On a particular evening a rather large company of young men were gathered on the sidewalk that edged the park. They remained thus beyond the borders of the festivities because of their dignity, which would not exactly allow them to appear in anything which was so much fun for the younger lads. These latter were careering madly through the crowd, precipitating minor accidents from time to time, but usually fleeing like mist swept by the wind before retribution could lay hands upon them.

The band played a waltz which involved a gift of prominence to the bass horn, and one of the young men on the sidewalk said that the music reminded him of the new engines on the hill pumping water into the reservoir. A similarity of this kind was not inconceivable, but the young man did not say it because he disliked the band's playing. He said it because it was fashionable to say that manner of thing concerning the band. However, over in the stand, Billie Harris, who played the snare-drum, was always surrounded by a throng of boys, who adored his every whack.

After the mails from New York and Rochester had been finally distributed, the crowd from the post-office added to the mass already in the park. The wind waved the leaves of the maples, and, high in the air, the blue-burning globes of the arc lamps caused the wonderful traceries of leaf shadows on the ground. When the light fell upon the upturned face of a girl, it caused it to glow with a wonderful pallor. A policeman came suddenly from the darkness and chased a gang of obstreperous little boys. They hooted him from a distance. The leader of the band had some of the mannerisms of the great musicians, and during a period of silence the crowd smiled when they saw him raise his hand to his brow, stroke it sentimentally, and glance upward with a look of poetic anguish. In the shivering light, which gave to the park an effect like a great vaulted hall, the throng swarmed, with a gentle murmur of dresses switching the turf, and with a steady hum of voices.

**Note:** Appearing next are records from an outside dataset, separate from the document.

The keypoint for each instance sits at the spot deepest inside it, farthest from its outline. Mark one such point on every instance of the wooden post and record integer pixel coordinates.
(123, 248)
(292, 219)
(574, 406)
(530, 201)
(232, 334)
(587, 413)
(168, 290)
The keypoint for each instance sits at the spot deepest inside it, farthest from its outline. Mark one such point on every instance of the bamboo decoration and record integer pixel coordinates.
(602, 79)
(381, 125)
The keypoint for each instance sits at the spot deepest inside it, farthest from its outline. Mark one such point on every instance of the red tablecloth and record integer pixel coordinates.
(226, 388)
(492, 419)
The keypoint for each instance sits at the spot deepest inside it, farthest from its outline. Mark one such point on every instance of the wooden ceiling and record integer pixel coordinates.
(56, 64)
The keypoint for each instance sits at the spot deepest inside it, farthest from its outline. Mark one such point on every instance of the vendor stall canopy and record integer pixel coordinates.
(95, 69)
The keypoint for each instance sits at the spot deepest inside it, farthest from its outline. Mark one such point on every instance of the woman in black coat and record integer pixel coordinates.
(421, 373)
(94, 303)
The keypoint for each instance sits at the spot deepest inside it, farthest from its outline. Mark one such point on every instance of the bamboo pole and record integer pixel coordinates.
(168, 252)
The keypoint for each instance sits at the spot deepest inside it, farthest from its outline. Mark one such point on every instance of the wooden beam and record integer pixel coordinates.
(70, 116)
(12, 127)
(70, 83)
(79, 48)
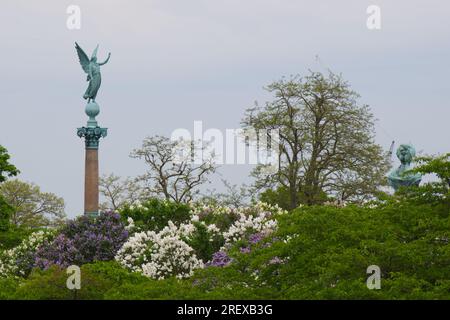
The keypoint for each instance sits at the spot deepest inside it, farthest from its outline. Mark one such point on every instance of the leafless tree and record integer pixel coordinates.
(170, 175)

Suddenly, without preliminary bars, there arose from afar the great hoarse roar of a factory whistle. It raised and swelled to a sinister note, and then it sang on the night wind one long call that held the crowd in the park immovable, speechless. The band-master had been about to vehemently let fall his hand to start the band on a thundering career through a popular march, but, smitten by this giant voice from the night, his hand dropped slowly to his knee, and, his mouth agape, he looked at his men in silence. The cry died away to a wail and then to stillness. It released the muscles of the company of young men on the sidewalk, who had been like statues, posed eagerly, lithely, their ears turned. And then they wheeled upon each other simultaneously, and, in a single explosion, they shouted, "One!"

Again the sound swelled in the night and roared its long ominous cry, and as it died away the crowd of young men wheeled upon each other and, in chorus, yelled, "Two!"

There was a moment of breathless waiting. Then they bawled, "Second district!" In a flash the company of indolent and cynical young men had vanished like a snowball disrupted by dynamite.